Oggi la grande industria casearia italiana non esiste più: dagli anni ’80 le aziende delle quali abbiamo raccontato in breve la storia sono state tutte acquisite da multinazionali straniere. Locatelli è diventata prima svizzera (Nestlé, 1961), poi francese, passando alla Besnier (1998), che poi trasformerà la propria attività nel nostro Paese in Lactalis Italia (2008).
Le acquisizioni di Besnier e Lactalis Italia si succederanno nei primi anni di questo secolo: nel 2003 la Invernizzi (dalla Kraft), nel 2005 la Cademartori e nel 2006 la Galbani (da Bc Partners che a sua volta l’aveva rilevata nel 2002 da Danone). La globalizzazione, che Henry Kissinger definì propriamente come “americanizzazione” dell’economia mondiale, ha fatto dell’industria alimentare italiana una facile preda.

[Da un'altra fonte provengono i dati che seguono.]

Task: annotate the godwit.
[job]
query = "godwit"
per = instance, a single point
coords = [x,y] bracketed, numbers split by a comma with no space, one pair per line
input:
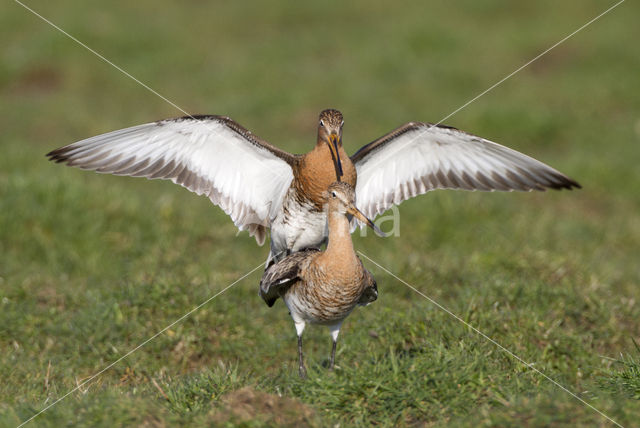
[261,186]
[323,287]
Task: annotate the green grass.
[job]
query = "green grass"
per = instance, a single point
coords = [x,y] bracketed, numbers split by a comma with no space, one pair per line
[92,265]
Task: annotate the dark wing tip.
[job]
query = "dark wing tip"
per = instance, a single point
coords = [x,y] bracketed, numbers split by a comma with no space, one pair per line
[58,155]
[564,182]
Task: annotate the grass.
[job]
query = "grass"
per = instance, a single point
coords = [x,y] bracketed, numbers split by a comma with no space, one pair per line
[93,265]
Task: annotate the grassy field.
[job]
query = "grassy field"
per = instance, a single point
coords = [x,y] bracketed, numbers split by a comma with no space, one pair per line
[92,265]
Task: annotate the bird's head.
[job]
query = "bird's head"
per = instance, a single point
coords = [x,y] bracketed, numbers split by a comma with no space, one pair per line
[330,132]
[341,198]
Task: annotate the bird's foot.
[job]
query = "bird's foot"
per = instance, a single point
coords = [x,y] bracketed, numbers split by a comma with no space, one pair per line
[303,372]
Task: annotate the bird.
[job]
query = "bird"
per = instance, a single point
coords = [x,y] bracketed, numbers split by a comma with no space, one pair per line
[324,287]
[263,187]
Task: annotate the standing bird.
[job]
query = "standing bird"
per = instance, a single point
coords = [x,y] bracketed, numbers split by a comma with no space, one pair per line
[260,186]
[323,287]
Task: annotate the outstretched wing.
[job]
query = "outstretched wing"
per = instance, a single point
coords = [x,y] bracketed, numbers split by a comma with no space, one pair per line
[209,155]
[419,157]
[281,275]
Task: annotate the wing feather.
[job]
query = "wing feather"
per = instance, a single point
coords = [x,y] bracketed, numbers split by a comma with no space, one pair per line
[419,157]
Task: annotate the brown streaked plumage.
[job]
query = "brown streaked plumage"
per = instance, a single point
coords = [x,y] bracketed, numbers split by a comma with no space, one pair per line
[260,186]
[323,287]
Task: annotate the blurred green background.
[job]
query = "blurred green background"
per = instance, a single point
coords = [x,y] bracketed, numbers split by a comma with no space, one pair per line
[92,265]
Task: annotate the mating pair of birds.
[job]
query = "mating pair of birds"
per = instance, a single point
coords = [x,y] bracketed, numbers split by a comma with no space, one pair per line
[260,186]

La realtà casearia italiana, per fortuna, non era e non è caratterizzata dalla sola produzione industriale, anzi! Le tante diversità storiche, geografiche, culturali e sociali – che sono state per secoli la nostra benedizione e insieme la nostra fragilità – hanno generato una ricchezza preziosa proprio per le sue molteplici differenze che si sono tradotte, nel tempo, in consolidate e variegate tradizioni. A queste tradizioni, a queste differenze, a questa pressoché inesauribile ricchezza volle infine dare spazio una legislazione coerente, almeno nelle intenzioni, con la necessità di difenderle e tutelarle. Così nacquero le Do (Denominazioni di origine). Modello della legge 125 del 1954 era la normativa francese, operante fin dagli anni Venti del secolo scorso: il primo formaggio francese ad essere fregiato nel 1925 dalla Aoc (Appélation d’origine controlée) fu, tra i quattrocento e più che vanta l’Esagono, il Roquefort, l’erborinato più famoso al mondo insieme al nostro Gorgonzola e all’inglese Stilton.

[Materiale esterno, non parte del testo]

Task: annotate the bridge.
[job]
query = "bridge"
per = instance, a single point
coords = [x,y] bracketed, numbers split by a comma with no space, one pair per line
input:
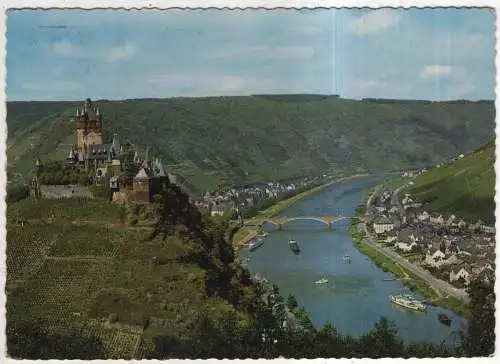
[280,221]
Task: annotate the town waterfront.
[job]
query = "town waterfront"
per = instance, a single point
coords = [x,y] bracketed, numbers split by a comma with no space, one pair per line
[356,295]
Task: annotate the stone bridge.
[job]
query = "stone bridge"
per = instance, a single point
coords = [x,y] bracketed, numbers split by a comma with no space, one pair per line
[280,221]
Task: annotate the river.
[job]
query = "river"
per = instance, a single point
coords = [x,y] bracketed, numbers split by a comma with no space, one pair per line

L’Aoc non veniva concessa facilmente e prevedeva la definizione di disciplinari rigorosi e dettagliati, nei quali si rifletteva la molteplicità di tradizioni caratteristiche dei tanti territori nei quali si producevano, e ancora oggi si producono, formaggi dalla identità ben definita. Naturalmente i legislatori italiani si volsero, sia pure con trent’anni di ritardo, a un esempio che tanto si avvicinava alla nostra frammentata, e non adeguatamente valorizzata, realtà casearia. I primi formaggi di storica tradizione a ottenere la Do furono nel 1955 il Parmigiano-Reggiano, il Gorgonzola, la Fontina, il Grana Padano, il Pecorino Romano, il Pecorino Siciliano e il Fromadzo Valle d’Aosta.

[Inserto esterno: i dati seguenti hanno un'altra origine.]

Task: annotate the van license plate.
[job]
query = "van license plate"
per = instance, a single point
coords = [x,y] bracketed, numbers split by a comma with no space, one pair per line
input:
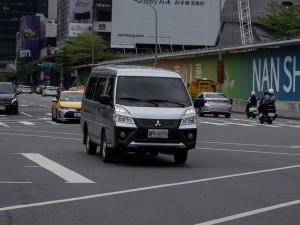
[77,114]
[158,133]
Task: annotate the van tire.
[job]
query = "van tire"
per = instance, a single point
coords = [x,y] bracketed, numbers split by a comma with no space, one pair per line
[90,146]
[107,153]
[180,157]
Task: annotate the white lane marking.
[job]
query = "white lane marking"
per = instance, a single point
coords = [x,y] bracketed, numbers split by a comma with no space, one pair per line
[15,182]
[292,121]
[240,124]
[45,106]
[252,121]
[144,188]
[233,143]
[3,124]
[27,123]
[52,122]
[250,213]
[26,114]
[286,125]
[267,125]
[247,151]
[44,118]
[47,132]
[295,146]
[219,124]
[30,135]
[61,171]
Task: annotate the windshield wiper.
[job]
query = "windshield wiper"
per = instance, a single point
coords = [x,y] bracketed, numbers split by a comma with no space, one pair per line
[166,101]
[142,100]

Negli anni se ne aggiunsero molti altri. Nel 1996 la Do si trasformò in Dop (Denominazione di origine protetta), recependo il regolamento Cee 2081 del 1992 e ad oggi essa è estesa a trentun marchi. La Ue ha poi aggiunto altre certificazioni: le Igp (Indicazione geografica protetta) e le Stg (Specialità tradizionali garantite). Mentre per le Dop tutte e tre le fasi (produzione, trasformazione ed elaborazione) che danno come esito finale un alimento devono essere localizzate in un’area geografica delimitata, per le Igp è sufficiente che almeno una di esse avvenga nell’area interessata e per le Stg non è richiesto un legame specifico del prodotto agroalimentare a un territorio definito, perché esse si caratterizzano per il metodo di produzione tipico tradizionale.
È il caso, ad esempio, della mozzarella. Allora possiamo stare tranquilli, protetti dalle varie Dop, Igp e Stg? La cronaca ci dice no: in Italia come in Francia l’industria casearia non rinuncia all’idea di appropriarsi dei quarti di nobiltà che caratterizzano le Dop, di cui si conosce l’impatto simbolico e persuasivo sui consumatori. Così scoppiano casi come quello del Provolone Valpadana – che non è approdato alla grande ribalta mediatica – o quello sconvolgente, anche se legato a situazioni criminogene e non tanto a problematiche produttive, della Mozzarella di Bufala Campana; mentre in Francia ha suscitato scalpore qualche anno fa la ribellione dei fermier, che producono artigianalmente e secondo i dettami di un rigorosissimo disciplinare il Camembert Dop, a fronte dell’offensiva lanciata dall’industria casearia, che vorrebbe appropriarsi dell’agognata certificazione, pastorizzando. Una ribellione che fa ben sperare anche per le nostre buone “cause” casearie.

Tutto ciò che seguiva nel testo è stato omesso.